Project Summary Living cells have a complex and often precise organization in space and time. Understanding how proteins and other biomolecules form functional networks in vivo is a major goal of modern biology, and paramount to understanding both their normal functions as well as dysfunctions. Cryo-electron tomography (cryo-ET) is currently the only imaging technique that provides 3D information about biological structures inside cells, at a resolution better than ~100 ¿, and up to ~30 ¿ with subtomogram averaging. However, even 30 ¿ resolution does not provide the detail needed to identify most proteins or visualize their interactions with one another. Therefore, we will develop a new hybrid approach and software tool, "TYGRESS" (Tomography Guided 3D Reconstruction of Subcellular Structures), to improve the resolution of cellular cryo-electron microscopy (cryo- EM) to ~15 ¿, i.e., a level at which protein domains can be recognized and compared to known atomic structures. Our approach combines the complementary strengths of two imaging techniques: cryo- ET/subtomogram averaging and cryo-EM single-particle reconstruction. While the final TYGRESS average is a single-particle reconstruction with the benefit of a higher resolution than possible by cryo-ET, cryo-tomograms serve as essential reference frames for particle picking and alignment, steps that are not otherwise possible for projection images of complex cellular specimens. We will build the infrastructure to make this new tool available to a wide scientific community. We will also apply this new tool to study the structure and function of three important and dynamic assemblies inside cells: (i) The molecular organization and function of cilia and flagella, (ii) a "molecular movie" of rotavirus entry and host cell infection, and (iii) the molecular mechanisms by which proteins are transported across or inserted into the endoplasmic reticulum (ER) membrane. TYGRESS will provide an essential and innovative bridge between high-resolution structures of isolated biomolecules (x- ray, NMR, single-particle cryo-EM) and visualization of intracellular dynamics by live-cell fluorescence imaging.
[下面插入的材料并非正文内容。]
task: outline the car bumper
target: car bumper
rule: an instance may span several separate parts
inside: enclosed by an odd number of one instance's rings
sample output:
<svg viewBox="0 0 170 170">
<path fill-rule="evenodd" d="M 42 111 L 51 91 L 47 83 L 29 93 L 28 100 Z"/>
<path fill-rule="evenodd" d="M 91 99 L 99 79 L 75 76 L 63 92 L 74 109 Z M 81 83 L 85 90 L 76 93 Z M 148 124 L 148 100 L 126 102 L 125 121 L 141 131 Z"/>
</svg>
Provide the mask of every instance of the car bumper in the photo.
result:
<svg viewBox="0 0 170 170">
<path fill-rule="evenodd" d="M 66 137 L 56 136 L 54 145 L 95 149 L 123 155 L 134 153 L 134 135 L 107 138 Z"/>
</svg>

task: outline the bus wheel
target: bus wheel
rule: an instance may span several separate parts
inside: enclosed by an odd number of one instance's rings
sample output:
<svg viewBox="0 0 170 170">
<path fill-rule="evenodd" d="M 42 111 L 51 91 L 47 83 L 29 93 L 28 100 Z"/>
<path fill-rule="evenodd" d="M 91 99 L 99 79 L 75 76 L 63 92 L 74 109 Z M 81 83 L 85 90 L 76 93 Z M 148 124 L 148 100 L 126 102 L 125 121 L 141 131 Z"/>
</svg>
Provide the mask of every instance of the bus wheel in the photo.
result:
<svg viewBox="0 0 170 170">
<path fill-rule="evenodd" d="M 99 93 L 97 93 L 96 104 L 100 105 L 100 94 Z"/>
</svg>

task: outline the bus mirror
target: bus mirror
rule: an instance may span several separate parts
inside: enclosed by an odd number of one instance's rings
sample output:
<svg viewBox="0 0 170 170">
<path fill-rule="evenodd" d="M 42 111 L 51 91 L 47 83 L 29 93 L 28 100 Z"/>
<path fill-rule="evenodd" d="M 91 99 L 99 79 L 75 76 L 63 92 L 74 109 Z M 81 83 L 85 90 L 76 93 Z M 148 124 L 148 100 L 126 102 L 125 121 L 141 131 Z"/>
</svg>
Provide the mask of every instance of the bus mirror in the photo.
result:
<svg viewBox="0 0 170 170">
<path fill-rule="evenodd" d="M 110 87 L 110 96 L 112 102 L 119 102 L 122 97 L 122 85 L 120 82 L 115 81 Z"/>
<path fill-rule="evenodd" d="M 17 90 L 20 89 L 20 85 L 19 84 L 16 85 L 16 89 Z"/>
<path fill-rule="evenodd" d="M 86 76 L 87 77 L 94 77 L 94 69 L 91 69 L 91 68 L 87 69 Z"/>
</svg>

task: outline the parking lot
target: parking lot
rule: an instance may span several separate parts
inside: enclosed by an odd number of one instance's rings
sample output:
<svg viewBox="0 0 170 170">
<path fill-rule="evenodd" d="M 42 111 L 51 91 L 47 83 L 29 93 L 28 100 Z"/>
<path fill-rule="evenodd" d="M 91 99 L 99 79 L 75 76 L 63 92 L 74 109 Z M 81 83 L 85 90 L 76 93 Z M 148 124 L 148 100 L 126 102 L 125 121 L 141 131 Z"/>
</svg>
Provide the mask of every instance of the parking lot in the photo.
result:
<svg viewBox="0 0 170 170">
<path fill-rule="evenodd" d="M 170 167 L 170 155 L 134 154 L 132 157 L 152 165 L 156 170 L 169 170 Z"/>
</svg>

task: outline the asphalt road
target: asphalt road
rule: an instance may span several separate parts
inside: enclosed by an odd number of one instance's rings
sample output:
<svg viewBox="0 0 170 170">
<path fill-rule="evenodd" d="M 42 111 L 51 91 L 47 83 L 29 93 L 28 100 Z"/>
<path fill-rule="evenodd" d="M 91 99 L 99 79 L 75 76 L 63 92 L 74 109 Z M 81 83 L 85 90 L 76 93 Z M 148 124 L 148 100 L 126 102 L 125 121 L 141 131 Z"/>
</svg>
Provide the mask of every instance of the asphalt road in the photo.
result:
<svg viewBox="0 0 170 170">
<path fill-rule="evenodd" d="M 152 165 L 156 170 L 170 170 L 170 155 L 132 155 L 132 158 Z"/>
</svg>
项目概要 活细胞在空间和时间上具有复杂且通常精确的组织。了解蛋白质如何 其他生物分子在体内形成功能网络是现代生物学的一个主要目标，对于 了解它们的正常功能和功能障碍。冷冻电子断层扫描 (cryo-ET) 是 目前唯一能够提供细胞内生物结构 3D 信息的成像技术 分辨率优于约 100 ¿，并且采用次断层扫描平均时高达约 30 ¿然而，即使是 30 ¿ 没有提供识别大多数蛋白质或可视化它们彼此相互作用所需的细节。 因此，我们将开发一种新的混合方法和软件工具“TYGRESS”（断层扫描引导3D 重建亚细胞结构），提高细胞冷冻电子显微镜（cryo- EM) 至 ~15 ¿，即可以识别蛋白质结构域并与已知原子进行比较的水平 结构。我们的方法结合了两种成像技术的互补优势：冷冻- ET/亚断层扫描平均和冷冻电镜单粒子重建。虽然最终的 TYGRESS 平均值是 单粒子重建具有比冷冻电子断层扫描、冷冻断层扫描更高的分辨率 作为粒子拾取和对齐的基本参考系，这些步骤是其他方法不可能实现的 复杂细胞样本的投影图像。我们将构建基础设施来制造这个新工具 可供广大科学界使用。我们还将应用这个新工具来研究其结构和功能 细胞内三个重要且动态的组装：（i）纤毛和纤毛的分子组织和功能 鞭毛，(ii) 轮状病毒进入和宿主细胞感染的“分子电影”，以及 (iii) 的分子机制 这些蛋白质被转运穿过或插入内质网（ER）膜。泰格雷斯 将在分离生物分子的高分辨率结构（x- 射线、核磁共振、单粒子冷冻电镜）以及通过活细胞荧光成像实现细胞内动力学可视化。